A commonly applied analogy to offensive play is the hand. If one digit is out of place, it can't make a fist. With left tackle Tyler Johnstone sustaining a season-ending knee injury this week, the Oregon Ducks need a quick remedy in order to knuckle up for the start of the season.
Johnstone is a preseason All-America candidate, two-year starter and was to be the cornerstone of the Pac-12's most seasoned offensive line.
But in reinjuring the knee that sidelined him throughout the offseason, Johnstone leaves Oregon with a tremendous void that head coach Mark Helfrich and his staff must fill quickly.
This setback is obviously significant for the Ducks offense. However, Johnstone's absence from spring practices lessens the learning curve somewhat for junior Andre Yruretagoyena, who practiced with the first string in April.
Now playing a role as Oregon's "left tackle coach," as he described to Tyson Alger of The Oregonian, Johnstone hopes to help Yruretagoyena through the process.
"He wanted to earn a spot for himself on the O-line and I think that's the thing that's difficult for him," Johnstone said. "He didn't want it to happen this way. He's going to jump at the opportunity, though. I've had a couple of talks with him about how he's the guy now."

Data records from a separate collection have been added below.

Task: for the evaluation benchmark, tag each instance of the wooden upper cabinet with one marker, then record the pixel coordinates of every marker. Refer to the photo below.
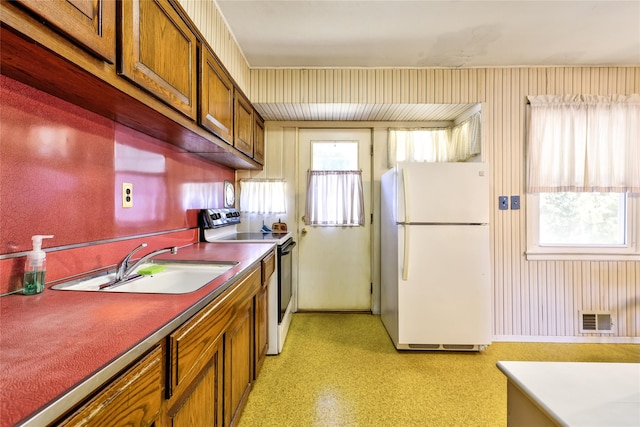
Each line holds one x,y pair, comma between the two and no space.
216,98
159,52
90,23
243,125
258,138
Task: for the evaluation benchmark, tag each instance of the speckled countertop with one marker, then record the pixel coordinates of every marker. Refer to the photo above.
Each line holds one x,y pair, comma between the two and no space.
58,346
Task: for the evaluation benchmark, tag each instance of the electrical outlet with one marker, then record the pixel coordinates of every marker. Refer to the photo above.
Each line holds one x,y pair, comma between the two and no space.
127,195
515,203
503,203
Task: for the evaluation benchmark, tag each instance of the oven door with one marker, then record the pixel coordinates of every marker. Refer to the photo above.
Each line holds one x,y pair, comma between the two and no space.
284,277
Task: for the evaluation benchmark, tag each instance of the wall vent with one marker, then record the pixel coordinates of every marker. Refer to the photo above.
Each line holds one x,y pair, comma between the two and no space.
591,322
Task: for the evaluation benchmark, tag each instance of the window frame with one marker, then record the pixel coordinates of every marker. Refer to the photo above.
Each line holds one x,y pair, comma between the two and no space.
627,252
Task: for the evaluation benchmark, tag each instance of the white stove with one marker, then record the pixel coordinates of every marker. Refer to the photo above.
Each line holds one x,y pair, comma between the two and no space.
219,225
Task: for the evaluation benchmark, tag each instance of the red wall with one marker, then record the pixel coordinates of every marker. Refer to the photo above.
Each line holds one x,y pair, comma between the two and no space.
61,173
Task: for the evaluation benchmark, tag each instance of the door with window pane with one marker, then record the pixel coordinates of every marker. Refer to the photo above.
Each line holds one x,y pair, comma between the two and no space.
334,259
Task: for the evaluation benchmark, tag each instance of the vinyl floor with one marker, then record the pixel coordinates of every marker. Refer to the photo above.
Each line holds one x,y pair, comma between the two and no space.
342,370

Johnstone's commitment to contributing off the field is no surprise to quarterback Marcus Mariota, as he told Ryan Thorburn of The Register-Guard.
"We understand that Tyler is going to do his best to contribute anyway he can," Mariota said. "He's one of our spiritual leaders, he's one of those guys who can really get guys going. He understands he can use his words to be powerful and mean a lot of things."
The Ducks need Johnstone's presence as a leader to help manifest in the presence of his replacements on the field. Yruretagoyena and Matt Pierson took on first-team repetitions in the spring while Johnstone recovered from the knee injury he suffered in last December's Alamo Bowl.
Even as Yruretagoyena settles into the top spot on the depth chart, offensive line coach Steve Greatwood told Alger, "Next week we'll starting moving some guys to different positions and build that depth across the board."
Johnstone was tasked with protecting Mariota's blind side, a role of paramount importance for the Ducks offense. Yruretagoyena is talented—he was a 4-star prospect coming into the program—and he's well-tenured within the program. The 2014 season is his fourth with the Ducks.
But Yruretagoyena's window for getting up to Johnstone's speed on game day is narrow. The Ducks host Michigan State in Week 2, a team that racked up 91 tackles for loss and ranked No. 2 nationally in rush defense a season ago.
Yruretagoyena will likely draw the most difficult assignment—preseason All-American defensive end Shilique Calhoun.
Oregon's new starting left tackle isn't without support. The other four returners across the Ducks front five logged starts a season ago. Hroniss Grasu, Jake Fisher and Hamani Stevens are seasoned veterans.
However, a dramatic shift in even just one position can have profound consequences—a reality the Ducks experienced firsthand last season.
While Mariota was playing through an injury of his own, the offensive line lost guard Mana Greig. Greig's absence threw freshman Cameron Hunt into the mix.
Hunt is now among the game-tested leaders of the Ducks' most experienced starting unit, but he did face struggles acclimating initially.
The hope for Yruretagoyena is that years of practicing in the system and backing up the Oregon starters have him prepared to hit the ground running—and he'll need to in order to help keep the Ducks offense running.